Clinical Therapeutics
- Discipline: Clinical pharmacology
- Language: English
- Edited by: Richard I. Shader

Publication details
- History: 1977-present
- Publisher: Elsevier
- Frequency: Monthly
- Open access: Hybrid
- Impact factor: 2.947 (2016)

Standard abbreviations
- ISO 4: Clin. Ther.

Indexing
- CODEN: CLTHDG
- ISSN: 0149-2918
- OCLC no.: 43029633

Links
- Journal homepage; Online access; Online archive;

= Clinical Therapeutics =

Clinical Therapeutics is a monthly peer-reviewed medical journal that was established in 1977 and is published by Elsevier. The journal covers all aspects of clinical pharmacology and therapeutics.

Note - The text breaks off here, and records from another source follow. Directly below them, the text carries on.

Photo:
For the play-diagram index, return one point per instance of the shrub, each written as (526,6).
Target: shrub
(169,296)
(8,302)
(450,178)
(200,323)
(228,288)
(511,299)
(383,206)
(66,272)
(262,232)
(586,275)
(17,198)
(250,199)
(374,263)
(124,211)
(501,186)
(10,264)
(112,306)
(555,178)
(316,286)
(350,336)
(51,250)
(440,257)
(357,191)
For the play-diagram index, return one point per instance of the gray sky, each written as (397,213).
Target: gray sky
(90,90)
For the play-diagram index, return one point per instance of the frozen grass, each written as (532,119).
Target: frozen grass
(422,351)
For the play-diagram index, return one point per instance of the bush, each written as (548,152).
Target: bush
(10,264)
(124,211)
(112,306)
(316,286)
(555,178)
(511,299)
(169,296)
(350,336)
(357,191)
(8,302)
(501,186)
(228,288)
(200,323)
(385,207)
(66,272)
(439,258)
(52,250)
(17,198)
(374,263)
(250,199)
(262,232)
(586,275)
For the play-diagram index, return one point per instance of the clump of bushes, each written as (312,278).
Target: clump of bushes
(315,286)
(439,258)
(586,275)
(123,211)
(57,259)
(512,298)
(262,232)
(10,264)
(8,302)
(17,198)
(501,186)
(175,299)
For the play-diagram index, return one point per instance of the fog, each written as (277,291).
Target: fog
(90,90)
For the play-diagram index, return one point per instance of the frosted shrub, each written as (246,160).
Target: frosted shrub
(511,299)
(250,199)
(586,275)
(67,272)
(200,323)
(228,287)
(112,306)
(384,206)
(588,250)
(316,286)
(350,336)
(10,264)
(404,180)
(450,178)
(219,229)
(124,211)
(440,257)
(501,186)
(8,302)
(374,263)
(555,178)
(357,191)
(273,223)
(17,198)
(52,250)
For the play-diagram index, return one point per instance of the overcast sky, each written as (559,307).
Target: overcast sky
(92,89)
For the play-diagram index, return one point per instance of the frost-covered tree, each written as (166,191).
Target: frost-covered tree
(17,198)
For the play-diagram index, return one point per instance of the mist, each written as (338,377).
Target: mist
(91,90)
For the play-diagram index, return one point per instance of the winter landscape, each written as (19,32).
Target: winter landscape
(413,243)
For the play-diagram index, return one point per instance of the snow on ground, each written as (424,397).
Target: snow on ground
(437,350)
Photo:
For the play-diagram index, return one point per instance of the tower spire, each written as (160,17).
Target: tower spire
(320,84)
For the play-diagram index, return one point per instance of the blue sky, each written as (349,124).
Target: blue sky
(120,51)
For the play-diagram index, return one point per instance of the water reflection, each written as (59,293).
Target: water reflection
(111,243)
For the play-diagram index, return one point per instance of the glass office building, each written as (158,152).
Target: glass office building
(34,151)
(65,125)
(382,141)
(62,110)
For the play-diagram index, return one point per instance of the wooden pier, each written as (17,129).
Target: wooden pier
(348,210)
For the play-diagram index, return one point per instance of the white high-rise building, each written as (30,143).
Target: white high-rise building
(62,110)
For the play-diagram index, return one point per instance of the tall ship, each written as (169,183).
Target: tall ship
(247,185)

== Abstracting and indexing ==
The journal is abstracted and indexed in:

- BIOSIS Previews
- CINAHL
- Cambridge Scientific Abstracts
- Cancerlit
- Chemical Abstracts
- Current Awareness in Biological Sciences
- Current Contents/Clinical Medicine
- EMBASE
- MEDLINE/PubMed
- Scopus

According to the Journal Citation Reports, the journal has a 2016 impact factor of 2.947.